El joven José fue vendido como esclavo por sus hermanos, quienes estaban celosos de él. Llevado a Egipto, y luego encarcelado por una falta que no había cometido, finalmente fue designado jefe del país por el faraón, quien reconoció en José una sabiduría y una inteligencia dadas por Dios (Génesis 41:38-39). Algunos años más tarde sus hermanos se vieron obligados a ir a buscar trigo en Egipto, y tuvieron que vérselas con el gobernador: ¡el mismo José! Fueron encuentros emocionantes, llenos de miedo y perdón… El Faraón recibió amablemente a esos hombres cuyo pasado, no obstante, era tan penoso; luego les concedió las mejores tierras del país.
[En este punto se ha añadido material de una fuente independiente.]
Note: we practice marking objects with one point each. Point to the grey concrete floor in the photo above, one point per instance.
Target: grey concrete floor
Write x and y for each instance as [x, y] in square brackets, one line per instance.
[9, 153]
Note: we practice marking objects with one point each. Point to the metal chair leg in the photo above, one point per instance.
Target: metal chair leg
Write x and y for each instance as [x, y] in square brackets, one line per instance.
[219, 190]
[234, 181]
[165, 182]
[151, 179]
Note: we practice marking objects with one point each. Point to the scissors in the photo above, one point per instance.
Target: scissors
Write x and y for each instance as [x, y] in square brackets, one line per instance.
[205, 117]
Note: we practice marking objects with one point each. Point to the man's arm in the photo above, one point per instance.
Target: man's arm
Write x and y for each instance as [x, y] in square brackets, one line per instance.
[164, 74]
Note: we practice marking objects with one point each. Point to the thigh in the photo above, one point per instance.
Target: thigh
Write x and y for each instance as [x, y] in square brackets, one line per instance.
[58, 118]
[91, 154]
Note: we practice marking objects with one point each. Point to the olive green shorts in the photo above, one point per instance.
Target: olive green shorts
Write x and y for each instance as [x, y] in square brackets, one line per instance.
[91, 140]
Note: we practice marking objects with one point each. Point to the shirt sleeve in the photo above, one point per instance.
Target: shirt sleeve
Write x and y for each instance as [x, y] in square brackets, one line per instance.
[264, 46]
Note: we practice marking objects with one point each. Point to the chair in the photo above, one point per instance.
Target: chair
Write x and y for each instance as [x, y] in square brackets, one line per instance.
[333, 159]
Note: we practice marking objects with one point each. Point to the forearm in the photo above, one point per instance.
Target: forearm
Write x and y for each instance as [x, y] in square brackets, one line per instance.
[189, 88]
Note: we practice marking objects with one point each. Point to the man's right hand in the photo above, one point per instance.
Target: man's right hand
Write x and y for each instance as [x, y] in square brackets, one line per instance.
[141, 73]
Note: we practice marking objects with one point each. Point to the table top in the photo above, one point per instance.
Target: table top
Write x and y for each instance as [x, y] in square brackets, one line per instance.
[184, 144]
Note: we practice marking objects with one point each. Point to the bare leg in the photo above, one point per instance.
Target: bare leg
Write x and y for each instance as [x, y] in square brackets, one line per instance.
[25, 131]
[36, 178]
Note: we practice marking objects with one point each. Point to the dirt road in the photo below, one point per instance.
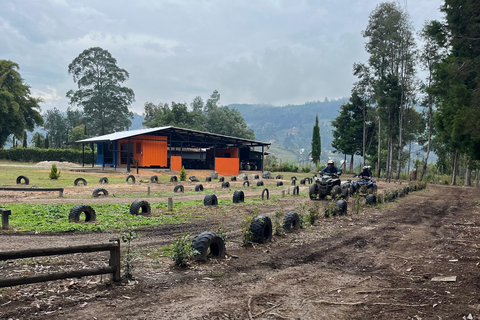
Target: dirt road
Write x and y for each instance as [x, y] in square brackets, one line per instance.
[379, 264]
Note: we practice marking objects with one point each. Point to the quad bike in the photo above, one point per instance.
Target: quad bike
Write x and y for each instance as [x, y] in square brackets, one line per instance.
[327, 184]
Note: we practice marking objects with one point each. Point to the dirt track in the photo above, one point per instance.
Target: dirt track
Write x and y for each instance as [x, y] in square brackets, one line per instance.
[375, 265]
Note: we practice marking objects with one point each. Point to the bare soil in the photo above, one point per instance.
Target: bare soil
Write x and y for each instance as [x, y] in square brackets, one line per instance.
[378, 264]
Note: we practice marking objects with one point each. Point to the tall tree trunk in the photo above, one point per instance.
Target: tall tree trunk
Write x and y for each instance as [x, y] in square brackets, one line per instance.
[455, 168]
[379, 148]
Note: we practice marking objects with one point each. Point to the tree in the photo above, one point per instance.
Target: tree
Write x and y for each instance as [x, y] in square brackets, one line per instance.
[18, 110]
[316, 143]
[104, 101]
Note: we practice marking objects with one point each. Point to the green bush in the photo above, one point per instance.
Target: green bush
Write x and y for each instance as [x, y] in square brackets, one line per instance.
[37, 155]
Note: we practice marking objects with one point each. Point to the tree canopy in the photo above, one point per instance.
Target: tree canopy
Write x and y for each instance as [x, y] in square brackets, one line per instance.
[104, 101]
[18, 110]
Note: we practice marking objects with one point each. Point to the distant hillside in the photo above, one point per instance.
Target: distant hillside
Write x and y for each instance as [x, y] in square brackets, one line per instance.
[290, 127]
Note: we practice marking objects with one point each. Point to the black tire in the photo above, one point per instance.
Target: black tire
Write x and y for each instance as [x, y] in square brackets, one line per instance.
[341, 207]
[291, 221]
[140, 207]
[177, 188]
[83, 181]
[370, 200]
[313, 191]
[76, 212]
[130, 177]
[296, 190]
[225, 184]
[238, 196]
[99, 191]
[208, 244]
[261, 229]
[24, 178]
[210, 200]
[268, 193]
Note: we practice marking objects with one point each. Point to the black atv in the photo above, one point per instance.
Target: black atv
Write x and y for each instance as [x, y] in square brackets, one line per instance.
[328, 184]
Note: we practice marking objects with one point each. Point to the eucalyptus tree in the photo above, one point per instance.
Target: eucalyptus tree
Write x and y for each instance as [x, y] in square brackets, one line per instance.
[100, 93]
[19, 111]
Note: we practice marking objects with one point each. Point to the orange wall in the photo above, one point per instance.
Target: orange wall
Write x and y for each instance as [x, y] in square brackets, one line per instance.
[176, 163]
[221, 152]
[227, 166]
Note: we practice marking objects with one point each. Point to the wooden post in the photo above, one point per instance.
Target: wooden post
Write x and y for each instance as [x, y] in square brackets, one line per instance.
[115, 260]
[5, 214]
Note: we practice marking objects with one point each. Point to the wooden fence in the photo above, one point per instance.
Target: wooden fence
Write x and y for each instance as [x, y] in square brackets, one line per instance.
[113, 268]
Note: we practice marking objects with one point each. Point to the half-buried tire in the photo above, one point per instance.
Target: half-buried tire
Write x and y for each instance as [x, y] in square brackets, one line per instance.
[261, 229]
[210, 200]
[140, 207]
[291, 221]
[76, 212]
[209, 245]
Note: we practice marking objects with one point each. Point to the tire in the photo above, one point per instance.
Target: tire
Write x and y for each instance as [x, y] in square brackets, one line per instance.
[83, 181]
[296, 190]
[132, 177]
[238, 196]
[225, 184]
[140, 207]
[291, 221]
[24, 178]
[96, 192]
[103, 180]
[268, 193]
[208, 244]
[370, 200]
[261, 229]
[76, 212]
[210, 200]
[177, 188]
[341, 207]
[313, 191]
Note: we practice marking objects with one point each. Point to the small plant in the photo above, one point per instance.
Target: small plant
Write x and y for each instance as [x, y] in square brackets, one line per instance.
[128, 237]
[183, 174]
[54, 172]
[182, 251]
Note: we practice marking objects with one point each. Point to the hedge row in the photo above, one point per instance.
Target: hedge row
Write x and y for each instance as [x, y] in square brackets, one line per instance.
[37, 155]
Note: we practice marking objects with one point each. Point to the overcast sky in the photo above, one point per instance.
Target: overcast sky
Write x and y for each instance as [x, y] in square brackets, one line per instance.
[252, 51]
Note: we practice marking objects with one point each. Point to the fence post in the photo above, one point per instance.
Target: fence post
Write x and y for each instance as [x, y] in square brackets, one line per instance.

¿Por qué este recibimiento tan benévolo? No era debido a sus méritos personales, sino al hecho de que eran hermanos de José, el hombre de quien el Faraón estaba enteramente satisfecho.
Este relato ilustra una realidad actual para nosotros, cristianos: el Señor Jesús “no se avergüenza” de llamarnos “hermanos” (Hebreos 2:11), somos aceptados en la presencia de Dios debido a la satisfacción que él halló en su amado Hijo. No es a causa de nuestros méritos, o de alguna buena obra; es porque Jesús murió por nuestros pecados.
Los hermanos de José tuvieron que reconocer su culpabilidad para ser perdonados y recibidos. Confesar nuestros pecados delante de Dios es todo lo que debemos hacer para ser aceptados por él. Así somos reconciliados con Dios. Entonces, las mejores bendiciones espirituales son para nosotros, como todo lo mejor que había en Egipto era para la familia de José.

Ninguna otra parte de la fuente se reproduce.